JOHN MEANEY

18.5.11

FEELING OPTIMISTIC...

I've just emailed my agent a book proposal - the first five and a half thousand words of something new, and a ten and a half thousand word outline of the remainder. It feels exciting, as new things always do.

Back now to some final tweaks on Transmission (Ragnarok 2), and then all my concentration will be on Resonance (Ragnarok 3).

So why would I interrupt the process to work intensely on proposing something new? Because my current contract is for the Ragnarok trilogy, and it's always good to know what's going to happen after that. It's a weird part of being a writer. But if I get the timing right, then by the time I'm freed up and ready to work on the new project for real, my agent will have sold the rights to a publisher, so it's a concrete project and not speculative.

I'll be keeping mum about the new thing, though. You have to keep the psychological pressure built up inside, like a pressure cooker.
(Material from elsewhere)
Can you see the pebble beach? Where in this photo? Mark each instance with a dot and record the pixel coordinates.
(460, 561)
The only successful writer I know of who can talk a lot about a story and still manage to write it is Larry Niven - for every other writer I know of, that kind of discussion would kill the story before it's written. The reason is that discussions feel like accomplishments, whereas the story needs to be aching for completion inside your mind, pulling you along until it really is finished.

Anyone interested in psychology might care to Google "Zeigarnik Effect" at this point.